Activists claim Syrian troop massacre
Syrian government forces have killed at least 36 people, 14 of them children, in a bombardment of rebel-held areas on the outskirts of Damascus, Syrian opposition activists say.
Video footage showed women weeping over the bodies of children strewn across a field in Eastern Ghouta, near an air defence base on the edge of the town of Muleiha, 5km east of Damascus.
The air, rocket and artillery campaign is the heaviest since rebels overran a helicopter base and missile base near Damascus two months ago and encroached on the main international airport, inching steadily closer to the capital, the sources said.
Russia urged the rebels to make counter-proposals to those made by President Bashar al-Assad in a recent speech to start a dialogue that could end the fighting.
"If I were in the opposition's shoes, I would come up with my ideas in response on how to establish a dialogue," Russian Foreign Minister Sergei Lavrov said.
"President Assad came out with initiatives aimed at inviting all opposition members to dialogue.

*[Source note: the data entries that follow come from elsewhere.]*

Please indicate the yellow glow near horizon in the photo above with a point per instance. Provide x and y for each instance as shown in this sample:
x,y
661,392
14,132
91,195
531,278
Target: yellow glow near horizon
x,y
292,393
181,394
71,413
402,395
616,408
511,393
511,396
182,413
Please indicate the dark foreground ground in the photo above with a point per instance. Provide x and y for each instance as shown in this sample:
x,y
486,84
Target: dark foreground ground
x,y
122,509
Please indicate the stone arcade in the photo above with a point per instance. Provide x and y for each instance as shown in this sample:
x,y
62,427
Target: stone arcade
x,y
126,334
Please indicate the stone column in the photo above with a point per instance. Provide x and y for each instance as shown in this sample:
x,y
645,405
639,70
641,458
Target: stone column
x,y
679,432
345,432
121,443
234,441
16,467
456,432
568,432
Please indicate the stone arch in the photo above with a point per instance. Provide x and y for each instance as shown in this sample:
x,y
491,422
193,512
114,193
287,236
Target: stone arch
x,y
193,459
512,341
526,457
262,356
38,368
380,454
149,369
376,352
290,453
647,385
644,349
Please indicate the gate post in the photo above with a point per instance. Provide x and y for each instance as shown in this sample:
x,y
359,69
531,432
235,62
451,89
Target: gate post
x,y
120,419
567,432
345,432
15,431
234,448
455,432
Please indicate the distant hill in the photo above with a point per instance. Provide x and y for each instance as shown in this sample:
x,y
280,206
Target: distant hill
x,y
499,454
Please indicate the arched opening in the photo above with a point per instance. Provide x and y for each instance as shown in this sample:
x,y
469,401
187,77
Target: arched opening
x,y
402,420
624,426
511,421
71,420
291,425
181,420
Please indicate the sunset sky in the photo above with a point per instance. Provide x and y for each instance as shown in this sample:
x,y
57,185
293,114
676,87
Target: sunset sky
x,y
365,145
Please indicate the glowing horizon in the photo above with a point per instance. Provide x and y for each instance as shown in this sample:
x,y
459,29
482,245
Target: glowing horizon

Yes, these initiatives probably do not go far enough. Probably they will not seem serious to some, but they are proposals," Interfax news agency quoted Lavrov as saying.
Muleiha is the last major fortification in the area east of Damascus not yet to have fallen to the rebels. Assad's core troops and security personnel, mostly belonging to his minority Alawite sect, are entrenched in the capital.
"God is greater than you, Bashar," one activist says in the video as a youth carries the torso of a child. At least three of the dead were women, opposition sources said.
The footage was taken by activists and could not be independently verified.
Activist Yasmine al-Shami, speaking by phone from Damascus, said residential areas around Muleiha and in the working-class suburbs of Hazzeh, Kfar Batna and Douma were being heavily hit.
REGIME "GONE MAD"
"The regime has gone mad with bombardment today. Footage that has been coming in is heartbreaking. Among the dead is a mother, Heba al-Lahham, and her three children, who were playing in a field in Hazzeh," she said.
A report by the opposition Damascus Media Centre said rebels had been attacking the Muleiha base with rocket-propelled grenades and mortars for five days, and the army had fired over 600 rockets on the town in response.
"The base has a large numbers of tanks and armour and stockpiles of ammunition. There is information that the Free Syrian Army has destroyed five tanks and one armoured vehicle," the report said.
A member of the group said Assad's forces were pounding civilian areas to try to weaken support for the rebels.
"This is the last base standing in the east between the rebels and Damascus. It is a huge compound and the regime is bombarding heavily to keep the rebels from mounting a concerted offensive to take it over," he said.
A commander in Liwa al-Islam, one of several rebel brigades fighting in the area, said the compound was well defended.
"Our objective is to take it, but it will not be immediate," he said.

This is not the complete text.